Recurrent Muscle Weakness with Rhabdomyolysis, Metabolic Crises, and Cardiac Arrhythmia Due to Bi-allelic TANGO2 Mutations

• Published in: American journal of human genetics Vol. 98; no. 2; pp. 347 - 357
• Main Authors: Lalani, Seema R., Liu, Pengfei, Rosenfeld, Jill A., Watkin, Levi B., Chiang, Theodore, Leduc, Magalie S., Zhu, Wenmiao, Ding, Yan, Pan, Shujuan, Vetrini, Francesco, Miyake, Christina Y., Shinawi, Marwan, Gambin, Tomasz, Eldomery, Mohammad K., Akdemir, Zeynep Hande Coban, Emrick, Lisa, Wilnai, Yael, Schelley, Susan, Koenig, Mary Kay, Memon, Nada, Farach, Laura S., Coe, Bradley P., Azamian, Mahshid, Hernandez, Patricia, Zapata, Gladys, Jhangiani, Shalini N., Muzny, Donna M., Lotze, Timothy, Clark, Gary, Wilfong, Angus, Northrup, Hope, Adesina, Adekunle, Bacino, Carlos A., Scaglia, Fernando, Bonnen, Penelope E., Crosson, Jane, Duis, Jessica, Maegawa, Gustavo H.B., Coman, David, Inwood, Anita, McGill, Jim, Boerwinkle, Eric, Graham, Brett, Beaudet, Art, Eng, Christine M., Hanchard, Neil A., Xia, Fan, Orange, Jordan S., Gibbs, Richard A., Lupski, James R., Yang, Yaping
• Format: Journal Article
• Language: English
• Published: United States Elsevier Inc 04.02.2016; Cell Press; Elsevier
• Subjects: Alleles; Arabs - genetics; Arrhythmias, Cardiac - diagnosis; Arrhythmias, Cardiac - genetics; Base Sequence; Child; Child, Preschool; Endoplasmic Reticulum Stress - genetics; Exome; Exons; Female; Gene Deletion; Genetics; Golgi Apparatus - genetics; Golgi Apparatus - metabolism; Hispanic or Latino - genetics; Homozygote; Humans; Infant; Male; Molecular Sequence Data; Muscle Weakness - diagnosis; Muscle Weakness - genetics; Muscular system; Musculoskeletal diseases; Mutation; Pedigree; Rhabdomyolysis - diagnosis; Rhabdomyolysis - genetics; White People - genetics
• ISSN: 0002-9297; 1537-6605; 1537-6605
• DOI: 10.1016/j.ajhg.2015.12.008

The underlying genetic etiology of rhabdomyolysis remains elusive in a significant fraction of individuals presenting with recurrent metabolic crises and muscle weakness.

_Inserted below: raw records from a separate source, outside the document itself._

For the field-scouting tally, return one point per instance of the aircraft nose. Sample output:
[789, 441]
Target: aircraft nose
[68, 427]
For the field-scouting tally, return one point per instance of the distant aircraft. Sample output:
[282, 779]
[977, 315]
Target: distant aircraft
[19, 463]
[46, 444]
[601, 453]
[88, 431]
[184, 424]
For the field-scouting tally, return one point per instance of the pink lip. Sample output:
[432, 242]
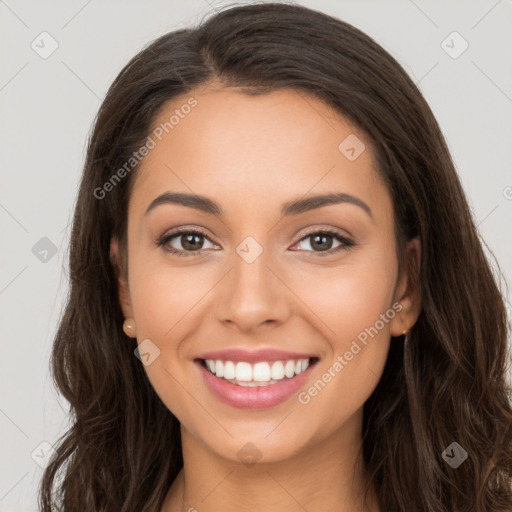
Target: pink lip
[256, 397]
[254, 356]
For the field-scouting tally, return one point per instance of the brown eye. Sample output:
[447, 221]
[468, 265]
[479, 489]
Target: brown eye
[184, 241]
[321, 242]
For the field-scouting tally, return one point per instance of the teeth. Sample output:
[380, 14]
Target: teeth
[258, 374]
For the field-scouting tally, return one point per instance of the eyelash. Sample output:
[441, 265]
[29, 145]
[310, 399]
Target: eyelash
[346, 243]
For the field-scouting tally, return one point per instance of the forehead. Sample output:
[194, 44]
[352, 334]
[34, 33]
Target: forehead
[255, 152]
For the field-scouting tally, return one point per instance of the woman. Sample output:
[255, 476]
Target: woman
[279, 299]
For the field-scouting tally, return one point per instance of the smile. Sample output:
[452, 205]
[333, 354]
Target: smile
[256, 385]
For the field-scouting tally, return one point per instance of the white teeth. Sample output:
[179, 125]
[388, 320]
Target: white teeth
[258, 374]
[243, 372]
[277, 371]
[289, 369]
[261, 372]
[229, 370]
[219, 369]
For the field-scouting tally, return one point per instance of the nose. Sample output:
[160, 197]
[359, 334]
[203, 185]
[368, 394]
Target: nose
[252, 294]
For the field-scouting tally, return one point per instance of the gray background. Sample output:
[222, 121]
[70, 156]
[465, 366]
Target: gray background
[47, 107]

Using exome sequencing, we identified bi-allelic mutations in TANGO2 encoding transport and Golgi organization 2 homolog (Drosophila) in 12 subjects with episodic rhabdomyolysis, hypoglycemia, hyperammonemia, and susceptibility to life-threatening cardiac tachyarrhythmias. A recurrent homozygous c.460G>A (p.Gly154Arg) mutation was found in four unrelated individuals of Hispanic/Latino origin, and a homozygous ∼34 kb deletion affecting exons 3–9 was observed in two families of European ancestry. One individual of mixed Hispanic/European descent was found to be compound heterozygous for c.460G>A (p.Gly154Arg) and the deletion of exons 3–9. Additionally, a homozygous exons 4–6 deletion was identified in a consanguineous Middle Eastern Arab family. No homozygotes have been reported for these changes in control databases. Fibroblasts derived from a subject with the recurrent c.460G>A (p.Gly154Arg) mutation showed evidence of increased endoplasmic reticulum stress and a reduction in Golgi volume density in comparison to control. Our results show that the c.460G>A (p.Gly154Arg) mutation and the exons 3–9 heterozygous deletion in TANGO2 are recurrent pathogenic alleles present in the Latino/Hispanic and European populations, respectively, causing considerable morbidity in the homozygotes in these populations.